Przede wszystkim dziękuję za 1k odczytów, nie spodziewałam się że tyle wybije. Wiem dawno nie było rozdziału, ale są wakacje, mam nadzieję że mi wybaczycie 😁 Miłego czytania 😉
Po Jego słowach udaliśmy się do wierzy. Fury wysłał już swoich agentów więc nam pozostało chwilę przypilnować Jelenia i artefaktów...

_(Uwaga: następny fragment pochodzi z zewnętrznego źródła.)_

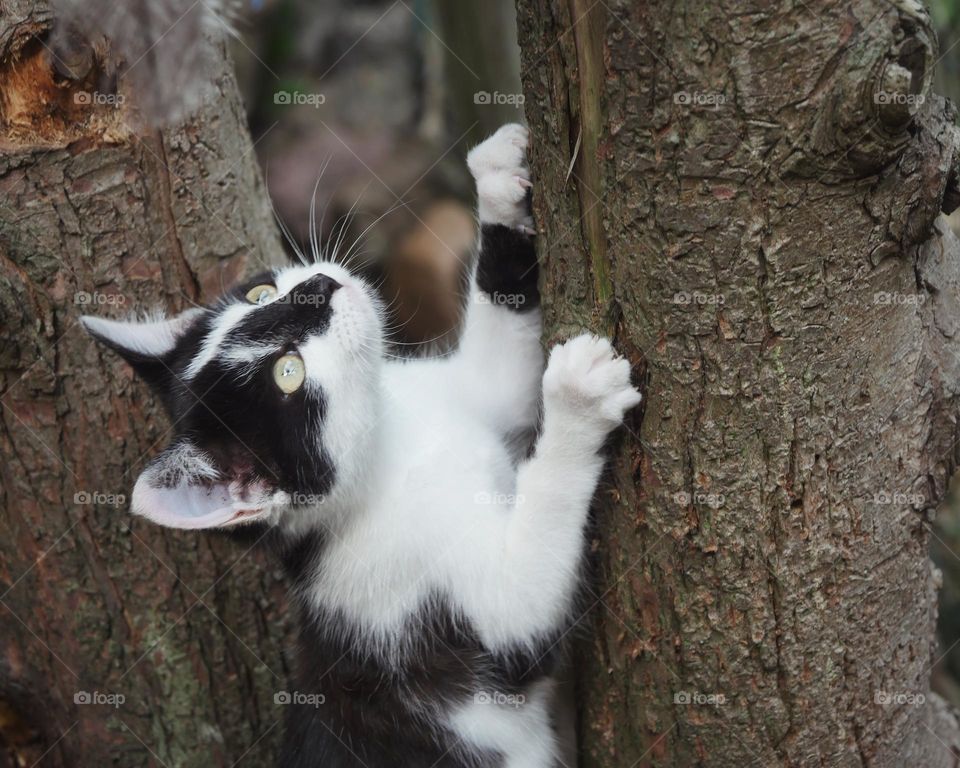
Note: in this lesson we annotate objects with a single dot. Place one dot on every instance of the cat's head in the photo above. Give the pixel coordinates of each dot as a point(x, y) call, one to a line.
point(272, 394)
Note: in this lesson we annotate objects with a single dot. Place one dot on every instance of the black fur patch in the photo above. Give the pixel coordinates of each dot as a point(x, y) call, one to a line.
point(507, 269)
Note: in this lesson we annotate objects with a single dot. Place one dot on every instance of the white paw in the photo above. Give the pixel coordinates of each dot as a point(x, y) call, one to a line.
point(587, 380)
point(499, 166)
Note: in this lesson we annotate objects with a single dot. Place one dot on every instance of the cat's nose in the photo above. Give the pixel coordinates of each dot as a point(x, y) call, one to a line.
point(318, 288)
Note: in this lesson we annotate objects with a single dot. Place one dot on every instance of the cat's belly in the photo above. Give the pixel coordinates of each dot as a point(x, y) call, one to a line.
point(515, 726)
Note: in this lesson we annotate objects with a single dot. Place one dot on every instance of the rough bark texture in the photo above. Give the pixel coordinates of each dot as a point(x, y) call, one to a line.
point(750, 209)
point(98, 216)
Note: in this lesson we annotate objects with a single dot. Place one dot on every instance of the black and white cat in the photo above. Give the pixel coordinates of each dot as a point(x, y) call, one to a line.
point(434, 576)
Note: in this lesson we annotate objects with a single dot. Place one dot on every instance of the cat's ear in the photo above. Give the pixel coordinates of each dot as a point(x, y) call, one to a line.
point(181, 488)
point(142, 344)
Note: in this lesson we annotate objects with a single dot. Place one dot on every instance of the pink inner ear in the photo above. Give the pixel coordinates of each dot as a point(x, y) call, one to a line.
point(208, 505)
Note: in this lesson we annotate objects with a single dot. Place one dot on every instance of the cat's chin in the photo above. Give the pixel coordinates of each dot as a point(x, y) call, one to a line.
point(355, 324)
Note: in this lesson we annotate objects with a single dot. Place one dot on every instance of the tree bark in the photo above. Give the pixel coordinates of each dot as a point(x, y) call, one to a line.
point(745, 196)
point(101, 216)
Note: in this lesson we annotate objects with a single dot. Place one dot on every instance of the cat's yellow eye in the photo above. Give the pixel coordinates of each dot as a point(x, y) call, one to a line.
point(262, 294)
point(289, 373)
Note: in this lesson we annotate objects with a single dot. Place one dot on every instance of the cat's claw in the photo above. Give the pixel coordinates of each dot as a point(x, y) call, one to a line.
point(499, 166)
point(586, 378)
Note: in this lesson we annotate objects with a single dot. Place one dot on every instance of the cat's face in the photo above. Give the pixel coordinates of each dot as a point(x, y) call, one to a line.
point(272, 393)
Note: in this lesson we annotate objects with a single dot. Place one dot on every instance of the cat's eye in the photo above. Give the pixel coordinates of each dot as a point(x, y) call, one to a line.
point(289, 373)
point(262, 294)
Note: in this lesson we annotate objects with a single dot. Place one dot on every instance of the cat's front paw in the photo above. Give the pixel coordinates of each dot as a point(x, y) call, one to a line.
point(499, 166)
point(586, 381)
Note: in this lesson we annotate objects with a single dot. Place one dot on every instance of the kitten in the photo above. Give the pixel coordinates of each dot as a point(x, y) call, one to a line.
point(434, 576)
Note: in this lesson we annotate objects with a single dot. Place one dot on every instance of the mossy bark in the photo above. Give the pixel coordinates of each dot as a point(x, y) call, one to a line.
point(98, 215)
point(745, 195)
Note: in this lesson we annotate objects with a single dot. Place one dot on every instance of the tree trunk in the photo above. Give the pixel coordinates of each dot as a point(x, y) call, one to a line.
point(745, 195)
point(175, 638)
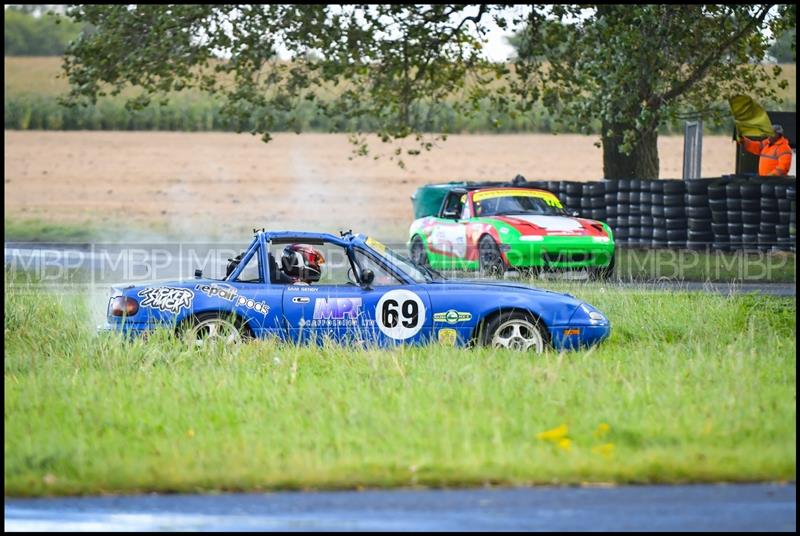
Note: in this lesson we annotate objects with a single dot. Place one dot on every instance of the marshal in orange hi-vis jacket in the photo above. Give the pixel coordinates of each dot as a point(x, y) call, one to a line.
point(774, 152)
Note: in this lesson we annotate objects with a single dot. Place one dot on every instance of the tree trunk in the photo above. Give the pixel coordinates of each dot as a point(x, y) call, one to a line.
point(642, 163)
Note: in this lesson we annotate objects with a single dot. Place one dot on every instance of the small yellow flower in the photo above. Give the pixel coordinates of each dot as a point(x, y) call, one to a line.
point(556, 434)
point(606, 449)
point(602, 430)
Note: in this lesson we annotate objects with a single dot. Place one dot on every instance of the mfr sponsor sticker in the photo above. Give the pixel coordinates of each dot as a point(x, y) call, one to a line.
point(166, 299)
point(452, 316)
point(333, 312)
point(400, 314)
point(548, 198)
point(447, 336)
point(230, 294)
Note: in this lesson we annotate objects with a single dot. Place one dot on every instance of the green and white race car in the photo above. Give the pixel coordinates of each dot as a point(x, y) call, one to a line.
point(500, 228)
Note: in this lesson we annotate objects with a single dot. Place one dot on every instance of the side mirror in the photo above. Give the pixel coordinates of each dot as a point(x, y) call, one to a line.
point(367, 277)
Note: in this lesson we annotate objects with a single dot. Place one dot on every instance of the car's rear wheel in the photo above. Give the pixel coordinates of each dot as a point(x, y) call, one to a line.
point(490, 260)
point(603, 272)
point(215, 328)
point(515, 331)
point(418, 253)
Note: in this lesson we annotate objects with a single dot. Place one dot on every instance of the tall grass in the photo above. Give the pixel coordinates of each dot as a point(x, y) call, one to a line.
point(689, 388)
point(33, 85)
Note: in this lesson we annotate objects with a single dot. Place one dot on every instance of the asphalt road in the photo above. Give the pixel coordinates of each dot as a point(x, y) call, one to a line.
point(740, 507)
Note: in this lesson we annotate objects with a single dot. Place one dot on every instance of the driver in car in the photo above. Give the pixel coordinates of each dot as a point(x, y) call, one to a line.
point(302, 263)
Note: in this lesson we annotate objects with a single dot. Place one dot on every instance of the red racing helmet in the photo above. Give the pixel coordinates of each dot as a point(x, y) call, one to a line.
point(302, 262)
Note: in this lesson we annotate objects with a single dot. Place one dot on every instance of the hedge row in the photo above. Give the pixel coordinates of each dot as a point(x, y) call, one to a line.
point(40, 112)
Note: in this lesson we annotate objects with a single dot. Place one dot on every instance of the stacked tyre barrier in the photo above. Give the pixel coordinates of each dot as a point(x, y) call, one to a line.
point(756, 214)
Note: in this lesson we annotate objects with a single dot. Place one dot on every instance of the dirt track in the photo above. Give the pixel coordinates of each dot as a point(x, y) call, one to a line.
point(199, 182)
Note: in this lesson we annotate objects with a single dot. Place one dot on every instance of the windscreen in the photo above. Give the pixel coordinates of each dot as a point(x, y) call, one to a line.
point(510, 202)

Pov. Luna Jak się okazało Stark załatwił nam ciuchy na przebranie i lekarza by opatrzył nam rany. Powiedziałam wszystkim, że mają iść się ogarnąć a ja przypilnuje przez ten czas Lokiego, oczywiście zważywszy na moją "śmierć" nie chcieli się zgodzić ale nie przyjmowałam odmowy. Najszybciej odziwo ogarnął się Tony, a myślałam że będzie to Thor w końcu i tak leci do Asgardu, a nie poleci tam w ziemskich ciuchach.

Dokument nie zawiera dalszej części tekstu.